Depois de décadas convivendo com frio, umidade, risco de enchentes e medo constante, 22 famílias finalmente começaram uma nova etapa de vida em Seara, no Oeste de Santa Catarina. Nesta semana, moradores da área irregular conhecida como Marafon deixaram para trás casas improvisadas e passaram a ocupar residências novas no loteamento Morada dos Sonhos, no bairro Bela Vista.
Entre lágrimas, alívio e esperança, histórias emocionantes marcaram os primeiros dias das mudanças.
“Uma felicidade que nem dá pra imaginar. A gente não fazia ideia que um dia conseguiria sair dali”, contou emocionada Tânia Oto, moradora da antiga área há quase 40 anos.

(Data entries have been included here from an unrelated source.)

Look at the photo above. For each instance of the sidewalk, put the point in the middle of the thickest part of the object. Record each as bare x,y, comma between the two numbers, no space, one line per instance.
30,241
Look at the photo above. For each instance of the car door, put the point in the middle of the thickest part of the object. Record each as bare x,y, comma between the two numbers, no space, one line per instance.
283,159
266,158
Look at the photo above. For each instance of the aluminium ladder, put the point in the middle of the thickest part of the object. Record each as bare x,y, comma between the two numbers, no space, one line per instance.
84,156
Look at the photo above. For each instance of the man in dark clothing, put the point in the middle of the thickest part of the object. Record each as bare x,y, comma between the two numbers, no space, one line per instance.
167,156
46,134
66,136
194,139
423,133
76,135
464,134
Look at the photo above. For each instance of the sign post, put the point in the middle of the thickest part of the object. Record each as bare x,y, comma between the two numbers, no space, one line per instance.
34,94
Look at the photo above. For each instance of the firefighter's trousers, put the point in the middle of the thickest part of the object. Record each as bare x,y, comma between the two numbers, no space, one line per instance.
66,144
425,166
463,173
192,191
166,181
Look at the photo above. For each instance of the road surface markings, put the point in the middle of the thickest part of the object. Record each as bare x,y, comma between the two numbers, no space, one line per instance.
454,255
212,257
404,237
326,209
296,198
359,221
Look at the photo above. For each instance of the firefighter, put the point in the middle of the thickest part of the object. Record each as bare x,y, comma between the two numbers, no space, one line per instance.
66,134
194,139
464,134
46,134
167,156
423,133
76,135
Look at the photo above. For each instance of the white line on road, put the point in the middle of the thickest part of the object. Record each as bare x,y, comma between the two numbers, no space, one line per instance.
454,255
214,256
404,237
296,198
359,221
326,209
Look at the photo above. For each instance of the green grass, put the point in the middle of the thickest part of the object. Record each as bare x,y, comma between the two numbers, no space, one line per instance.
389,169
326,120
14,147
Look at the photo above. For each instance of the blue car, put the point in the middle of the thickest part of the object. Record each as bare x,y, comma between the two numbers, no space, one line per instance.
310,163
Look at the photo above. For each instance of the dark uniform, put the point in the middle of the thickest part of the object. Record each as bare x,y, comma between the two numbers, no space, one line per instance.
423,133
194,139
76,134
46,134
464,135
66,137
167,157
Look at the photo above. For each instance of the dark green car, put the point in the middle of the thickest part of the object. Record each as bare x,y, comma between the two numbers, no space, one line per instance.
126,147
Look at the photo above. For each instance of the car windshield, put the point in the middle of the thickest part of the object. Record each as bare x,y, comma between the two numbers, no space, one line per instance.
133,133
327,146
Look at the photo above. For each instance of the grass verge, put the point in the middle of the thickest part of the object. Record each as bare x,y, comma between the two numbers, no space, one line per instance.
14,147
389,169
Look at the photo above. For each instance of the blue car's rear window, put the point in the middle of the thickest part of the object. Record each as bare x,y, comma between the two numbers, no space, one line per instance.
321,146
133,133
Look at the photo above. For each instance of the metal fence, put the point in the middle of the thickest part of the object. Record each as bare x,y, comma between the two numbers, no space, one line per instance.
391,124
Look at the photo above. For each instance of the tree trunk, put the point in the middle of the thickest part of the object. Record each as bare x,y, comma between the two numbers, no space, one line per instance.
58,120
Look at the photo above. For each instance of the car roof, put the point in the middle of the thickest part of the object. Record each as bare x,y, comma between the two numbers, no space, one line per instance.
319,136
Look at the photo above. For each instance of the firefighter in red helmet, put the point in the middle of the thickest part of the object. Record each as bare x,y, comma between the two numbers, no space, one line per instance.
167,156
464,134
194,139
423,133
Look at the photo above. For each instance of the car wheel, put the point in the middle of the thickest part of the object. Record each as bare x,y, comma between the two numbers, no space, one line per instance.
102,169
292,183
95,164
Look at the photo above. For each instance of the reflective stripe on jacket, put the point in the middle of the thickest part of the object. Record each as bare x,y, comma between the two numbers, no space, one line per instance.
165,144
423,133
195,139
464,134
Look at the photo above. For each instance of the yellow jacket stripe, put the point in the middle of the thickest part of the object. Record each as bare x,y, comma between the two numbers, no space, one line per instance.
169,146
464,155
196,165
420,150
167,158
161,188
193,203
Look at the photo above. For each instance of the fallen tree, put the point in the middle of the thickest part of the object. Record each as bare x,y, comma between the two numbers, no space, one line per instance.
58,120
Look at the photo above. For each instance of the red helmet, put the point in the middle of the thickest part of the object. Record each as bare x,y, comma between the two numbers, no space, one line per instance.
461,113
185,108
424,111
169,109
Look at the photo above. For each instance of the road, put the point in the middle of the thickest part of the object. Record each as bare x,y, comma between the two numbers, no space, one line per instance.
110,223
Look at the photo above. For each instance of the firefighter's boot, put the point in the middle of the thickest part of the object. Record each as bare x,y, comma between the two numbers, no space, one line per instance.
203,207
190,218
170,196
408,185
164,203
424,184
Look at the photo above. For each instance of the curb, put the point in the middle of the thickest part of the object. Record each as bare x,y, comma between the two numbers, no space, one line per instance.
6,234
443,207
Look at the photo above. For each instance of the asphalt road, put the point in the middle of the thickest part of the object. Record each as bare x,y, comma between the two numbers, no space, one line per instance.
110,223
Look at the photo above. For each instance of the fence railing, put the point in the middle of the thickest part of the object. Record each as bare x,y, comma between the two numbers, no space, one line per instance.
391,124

Trabalhadora do setor de inspeção de um frigorífico da cidade, ela lembra do sofrimento enfrentado pela família durante os invernos rigorosos.

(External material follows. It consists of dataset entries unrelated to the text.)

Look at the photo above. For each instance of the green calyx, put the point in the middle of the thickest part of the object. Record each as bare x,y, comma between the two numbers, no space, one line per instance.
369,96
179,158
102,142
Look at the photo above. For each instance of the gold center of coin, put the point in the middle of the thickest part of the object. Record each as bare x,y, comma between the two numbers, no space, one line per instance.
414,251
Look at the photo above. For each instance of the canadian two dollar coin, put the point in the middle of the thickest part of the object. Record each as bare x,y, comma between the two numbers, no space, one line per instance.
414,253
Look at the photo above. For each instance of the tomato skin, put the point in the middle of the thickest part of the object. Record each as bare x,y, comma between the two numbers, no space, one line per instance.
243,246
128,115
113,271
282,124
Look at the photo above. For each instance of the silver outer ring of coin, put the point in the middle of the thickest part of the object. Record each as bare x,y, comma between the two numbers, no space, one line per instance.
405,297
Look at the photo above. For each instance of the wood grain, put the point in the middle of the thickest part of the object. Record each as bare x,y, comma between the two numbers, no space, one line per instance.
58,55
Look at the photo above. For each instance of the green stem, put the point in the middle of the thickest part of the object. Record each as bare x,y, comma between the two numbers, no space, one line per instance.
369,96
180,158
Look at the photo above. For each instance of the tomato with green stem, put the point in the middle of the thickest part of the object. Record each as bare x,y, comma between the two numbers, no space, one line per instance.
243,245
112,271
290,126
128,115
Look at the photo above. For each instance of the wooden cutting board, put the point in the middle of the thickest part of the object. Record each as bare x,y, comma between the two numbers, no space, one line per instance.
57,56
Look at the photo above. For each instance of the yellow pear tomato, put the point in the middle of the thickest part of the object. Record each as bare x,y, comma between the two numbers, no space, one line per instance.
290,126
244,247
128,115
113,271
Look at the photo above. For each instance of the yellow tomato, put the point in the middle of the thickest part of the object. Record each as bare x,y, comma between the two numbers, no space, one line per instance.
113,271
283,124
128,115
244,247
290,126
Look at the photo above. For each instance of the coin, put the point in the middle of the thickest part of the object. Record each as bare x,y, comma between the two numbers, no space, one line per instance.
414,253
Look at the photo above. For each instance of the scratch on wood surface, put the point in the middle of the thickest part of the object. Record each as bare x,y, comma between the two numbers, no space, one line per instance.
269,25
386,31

“A piazada ficava muito doente. Lá era muito frio e úmido. Agora vamos viver tranquilos, longe da sanga e do medo”, disse.
A realocação das famílias foi possível após um acordo firmado entre o Ministério Público de Santa Catarina (MPSC) e a Prefeitura de Seara. O termo determinou a construção das novas casas e a retirada dos moradores da área considerada irregular e de risco ambiental.

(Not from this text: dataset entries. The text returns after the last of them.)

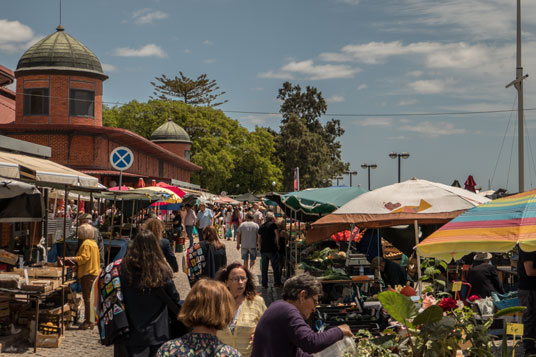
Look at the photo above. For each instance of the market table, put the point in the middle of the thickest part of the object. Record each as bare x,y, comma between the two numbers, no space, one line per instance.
38,297
507,273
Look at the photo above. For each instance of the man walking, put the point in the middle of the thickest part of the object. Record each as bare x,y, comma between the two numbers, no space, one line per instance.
247,237
189,223
269,242
526,290
87,218
205,218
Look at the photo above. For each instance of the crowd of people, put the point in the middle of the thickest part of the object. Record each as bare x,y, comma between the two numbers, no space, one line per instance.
139,309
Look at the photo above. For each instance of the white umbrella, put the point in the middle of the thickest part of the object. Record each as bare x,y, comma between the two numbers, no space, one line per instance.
413,201
401,203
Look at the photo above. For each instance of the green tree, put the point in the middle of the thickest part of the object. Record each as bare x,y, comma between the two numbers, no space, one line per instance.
228,153
304,142
197,92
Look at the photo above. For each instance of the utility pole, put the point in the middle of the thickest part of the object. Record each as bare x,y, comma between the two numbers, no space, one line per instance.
518,84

Durante toda a semana, caminhões, móveis, colchões, roupas e objetos carregados de memória tomaram conta das ruas do novo loteamento. Para muitas famílias, o momento representa a realização de um sonho que parecia impossível.

Natural de Pernambuco, o operador de produção José Ailson Soares Catão passou a primeira noite na nova casa ao lado da esposa e da filha Ana Catarina, de apenas quatro anos.
“Aqui o sol aparece cedo. Lá a gente vivia na sombra, cercado de árvores e muito frio. Agora temos mercado perto, escola, tudo mais acessível. É vida nova”, afirmou.
A dona de casa Iraci Jesuína Vitinski também celebra a mudança. Responsável pelos cuidados da neta com deficiência física, ela já pensa nos detalhes da nova rotina.
“Agora é organizar tudo, fazer um varal, ajeitar a casa do nosso jeito. O importante é que estamos tranquilos”, contou.

Outro momento emocionante aconteceu com o casal de idosos Mariano e Maria Muller, de 79 e 75 anos. Eles chegaram à nova residência acompanhados da filha Rosane Muller e dos primeiros objetos da mudança: um fogão a lenha e uma imagem de Nossa Senhora Aparecida.
“Esperamos muitos anos por isso. Quando chovia, o riacho transbordava e alagava tudo. Não tem comparação com a vida que vamos ter agora”, relatou Rosane.
Segundo o Ministério Público, além da vulnerabilidade social, as famílias viviam em uma área de preservação permanente, sujeita a alagamentos, queda de árvores e deslizamentos, situação agravada pela previsão de fortes chuvas e eventos climáticos associados ao fenômeno El Niño.
O promotor de Justiça Wesley da Silva Muller afirmou que o trabalho envolveu desde estudos socioambientais até o acompanhamento das mudanças.
“São trabalhadores, idosos, crianças e pessoas com deficiência que agora terão a oportunidade de viver com dignidade, segurança e estabilidade”, destacou.
Além da retirada das famílias, o acordo também prevê a recuperação ambiental da área anteriormente ocupada. O espaço abriga vegetação nativa e uma cascata e deverá passar por recuperação nos próximos meses.